Israelis tend more to right-wing, data shows
The amount of right-wing Jewish voters in Israel grew from 46 percent before the April 2019 election to 62 percent now, according to data from the Israel Democracy Institute. The Israel Democracy Institute data is based on responses from 3,855 interviews
The IDI survey, analyzed by Or Anabi, asked Israelis where they place themselves on the political spectrum on a scale from 1 to 7, with 1 being far-left and seven being far-right. It was first conducted in 1986, with only 39 percent of Jewish Israeli voters identifying themselves as right-wing.
In 1995, shortly after prime minister Yitzhak Rabin was assassinated, only 29 percent identified themselves as right-wing. This was also the year, the first since 1986, where the left-wing outsourced the right.
Since 2000 – with the exception of 2011, when socio-economic protests were at an all-time high – the number of people who identified as center was more significant than the left.
From the time Israel’s political instability began, in 2019, to 2022, the country’s political center and left have dropped. The data is based on responses from 3,855 interviews, according to the IDI.

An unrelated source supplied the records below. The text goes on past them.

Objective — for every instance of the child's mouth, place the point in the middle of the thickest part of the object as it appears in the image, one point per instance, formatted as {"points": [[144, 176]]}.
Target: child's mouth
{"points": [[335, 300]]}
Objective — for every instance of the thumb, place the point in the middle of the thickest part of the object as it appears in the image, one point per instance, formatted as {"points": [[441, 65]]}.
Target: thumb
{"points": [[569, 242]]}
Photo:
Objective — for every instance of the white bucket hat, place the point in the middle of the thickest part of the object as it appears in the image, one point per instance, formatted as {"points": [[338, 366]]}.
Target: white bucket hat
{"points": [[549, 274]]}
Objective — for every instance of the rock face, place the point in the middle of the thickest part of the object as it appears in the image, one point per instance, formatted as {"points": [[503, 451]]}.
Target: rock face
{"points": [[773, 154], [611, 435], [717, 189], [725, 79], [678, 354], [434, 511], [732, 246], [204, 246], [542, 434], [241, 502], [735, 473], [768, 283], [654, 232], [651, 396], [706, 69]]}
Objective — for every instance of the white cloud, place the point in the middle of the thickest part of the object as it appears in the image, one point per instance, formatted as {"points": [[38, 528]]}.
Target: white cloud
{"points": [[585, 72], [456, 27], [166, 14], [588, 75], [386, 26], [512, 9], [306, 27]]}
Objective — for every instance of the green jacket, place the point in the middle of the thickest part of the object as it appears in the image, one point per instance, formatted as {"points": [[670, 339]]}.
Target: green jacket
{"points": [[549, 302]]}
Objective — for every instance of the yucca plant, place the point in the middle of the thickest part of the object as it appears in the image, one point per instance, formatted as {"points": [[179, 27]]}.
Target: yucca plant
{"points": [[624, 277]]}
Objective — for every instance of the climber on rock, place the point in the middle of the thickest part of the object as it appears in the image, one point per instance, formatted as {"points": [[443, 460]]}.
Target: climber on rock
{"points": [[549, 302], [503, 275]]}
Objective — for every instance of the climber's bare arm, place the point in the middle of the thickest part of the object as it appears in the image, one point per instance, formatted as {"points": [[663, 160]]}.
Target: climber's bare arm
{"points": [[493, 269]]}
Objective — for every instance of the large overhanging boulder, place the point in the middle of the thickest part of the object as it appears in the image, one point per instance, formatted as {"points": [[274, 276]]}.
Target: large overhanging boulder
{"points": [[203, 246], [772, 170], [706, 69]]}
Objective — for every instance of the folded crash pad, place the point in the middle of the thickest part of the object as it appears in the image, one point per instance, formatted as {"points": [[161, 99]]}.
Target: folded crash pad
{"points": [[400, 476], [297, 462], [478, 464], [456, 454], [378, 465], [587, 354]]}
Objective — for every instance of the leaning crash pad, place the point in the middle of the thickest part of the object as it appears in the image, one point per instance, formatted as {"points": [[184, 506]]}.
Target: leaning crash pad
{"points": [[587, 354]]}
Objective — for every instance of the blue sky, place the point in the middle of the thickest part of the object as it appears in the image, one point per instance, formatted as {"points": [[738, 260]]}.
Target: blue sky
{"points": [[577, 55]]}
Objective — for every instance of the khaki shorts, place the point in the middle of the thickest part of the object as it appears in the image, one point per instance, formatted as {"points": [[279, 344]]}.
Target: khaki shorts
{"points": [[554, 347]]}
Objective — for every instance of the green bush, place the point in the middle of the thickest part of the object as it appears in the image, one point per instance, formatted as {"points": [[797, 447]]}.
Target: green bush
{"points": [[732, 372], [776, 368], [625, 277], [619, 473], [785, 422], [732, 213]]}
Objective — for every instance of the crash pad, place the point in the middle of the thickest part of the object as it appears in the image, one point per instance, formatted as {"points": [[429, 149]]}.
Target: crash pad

Israel’s fifth round of elections since 2019 is due November 1, and polls show various results for both the Netanyahu-led bloc and the current coalition. A new poll found possible weak participation of Israel’s Arab sector, possibly giving Likud leader Netanyahu the 61 seats needed for a governing majority.
According to a separate survey from the IDI, the factor influencing 44 percent of voters is the party’s platform on the economy and the high cost of living among. This was the highest priority item among both Jewish and Arab voters.